Ahora bien, como sono-sinaloense advierto una laguna preocupante tanto en los análisis como en la presencia de poetas en este número. El antes citado texto de Andrés Cisneros transparenta un afán unificador, es decir, mencionar cada estado del norte de la república sin dejar nada en el tintero… y sin embargo ignora por completa a dos grandes estados; vastos no sólo en extensión geográfica, también en la materia que ocupa a este número de Blanco Móvil: Sonora y Sinaloa. De las tres poetas representativas de Sonora —y hago un breve paréntesis para felicitar a Eduardo Mosches por elegir exclusivamente mujeres, pese a que en Sonora existe una aplastante mayoría de poetas varones— solo conozco a Leticia Quiroz (disidente, combativa, fiera herida), lo cual no significa que no me hayan gustado Magdalena Frías y Raquel Castillo. Pero definitivamente me quedé con la sensación de que este número le salió debiendo mucho a estos estados.

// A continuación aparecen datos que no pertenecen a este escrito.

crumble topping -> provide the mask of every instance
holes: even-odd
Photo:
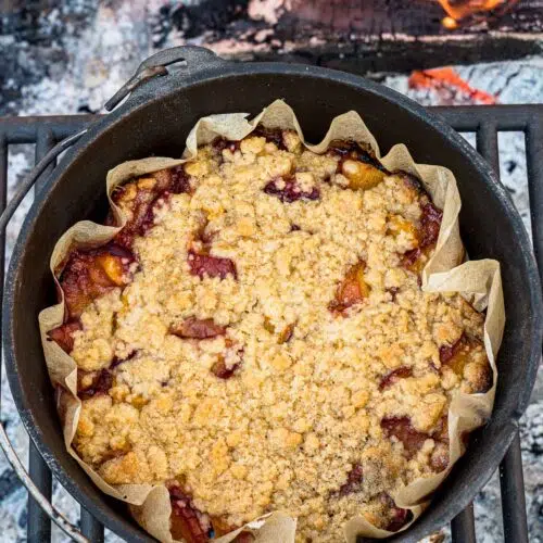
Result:
[[[71,254],[50,333],[78,366],[81,458],[165,483],[190,543],[276,509],[301,542],[402,528],[391,494],[446,467],[451,399],[492,375],[483,315],[420,290],[441,223],[420,184],[258,129],[113,199],[127,226]]]

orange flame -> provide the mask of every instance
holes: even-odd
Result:
[[[495,10],[507,3],[507,0],[438,0],[438,2],[445,10],[449,17],[460,21],[475,13]],[[443,21],[443,23],[445,22]]]
[[[457,89],[467,94],[471,100],[483,103],[496,103],[496,97],[471,88],[452,67],[446,66],[434,70],[415,71],[409,76],[409,88],[412,89],[440,89],[444,87]]]

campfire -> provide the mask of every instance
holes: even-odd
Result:
[[[539,53],[542,1],[200,0],[165,8],[163,26],[227,58],[411,73]]]

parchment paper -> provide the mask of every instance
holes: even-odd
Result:
[[[485,393],[478,394],[456,392],[449,411],[449,466],[444,471],[416,480],[392,495],[397,506],[409,508],[413,512],[415,520],[428,505],[431,492],[447,476],[453,464],[464,453],[459,439],[462,433],[481,426],[492,412],[497,379],[495,356],[502,341],[505,323],[500,263],[483,260],[466,262],[460,265],[464,258],[458,229],[460,198],[451,171],[442,166],[416,164],[404,144],[394,146],[386,156],[381,157],[377,141],[354,111],[336,117],[324,140],[316,146],[305,142],[294,112],[281,100],[265,108],[252,121],[248,121],[248,114],[244,113],[203,117],[189,134],[182,159],[150,157],[130,161],[108,173],[108,198],[116,224],[119,226],[106,227],[87,220],[74,225],[54,247],[50,262],[51,273],[59,286],[58,277],[62,272],[65,257],[72,249],[100,247],[111,240],[124,226],[125,218],[110,198],[117,185],[136,176],[182,164],[195,155],[199,146],[210,143],[217,136],[229,140],[240,140],[248,136],[257,124],[268,128],[294,129],[304,141],[305,147],[316,153],[325,152],[333,139],[353,139],[370,146],[376,156],[389,171],[402,169],[417,176],[431,194],[435,205],[443,210],[437,249],[422,272],[422,289],[432,292],[459,292],[478,311],[487,310],[484,346],[493,371],[492,388]],[[70,355],[55,342],[48,341],[47,338],[48,331],[63,323],[63,316],[64,301],[43,310],[39,315],[39,326],[49,375],[60,391],[59,412],[63,418],[66,449],[103,492],[127,502],[134,517],[149,533],[162,542],[171,543],[174,541],[169,532],[172,507],[167,489],[164,485],[124,484],[112,487],[85,464],[72,447],[81,405],[77,397],[77,366]],[[252,531],[258,543],[289,543],[294,542],[295,525],[295,519],[285,513],[275,512],[245,525],[242,529]],[[242,529],[216,541],[228,543]],[[386,530],[377,529],[362,517],[349,520],[344,533],[349,543],[354,543],[356,535],[384,538],[391,534]]]

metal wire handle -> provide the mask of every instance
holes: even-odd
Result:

Por favor, que no se interprete esta inconformidad como un rechazo hacia el número en general que, como en cada uno de sus números temáticos, la que yo considero la única revista literaria “de verdad” que se maquila en la Ciudad de México, está repleta de material digno de ser leído y releído.

Para concluir, me permitiré unas cuantas líneas respecto a la situación en Sonora: aunque en materia de publicaciones y difusión cultural la Universidad de Sonora permanece atrapada en los años setenta, la cultura oficial ha dado un brusco viraje en apenas unos pocos años, convirtiéndose en la principal editora, promotora y gestora de talentos nóveles. La literatura sonorense, hasta hace poco coto exclusivo de viejos escritores que no producían pero eran homenajeados por todo lo alto por el simple hecho de envejecer, ha dado lugar a una oleada de jóvenes escritores, poetas entre ellos, para los que ya no es una utopía acceder a las grandes editoriales. Existe, no obstante, y a diferencia de los estados vecinos, una muy escasa oferta de editoriales independientes. La última editorial de este perfil que circuló por territorio sonorense, de gratísima memoria, fue La Cábula, dirigida por el cronista Carlos Sánchez, que en una época mucho más crítica que la actual realizó verdaderos milagros para sacar tirajes más que respetables de muy buenos títulos.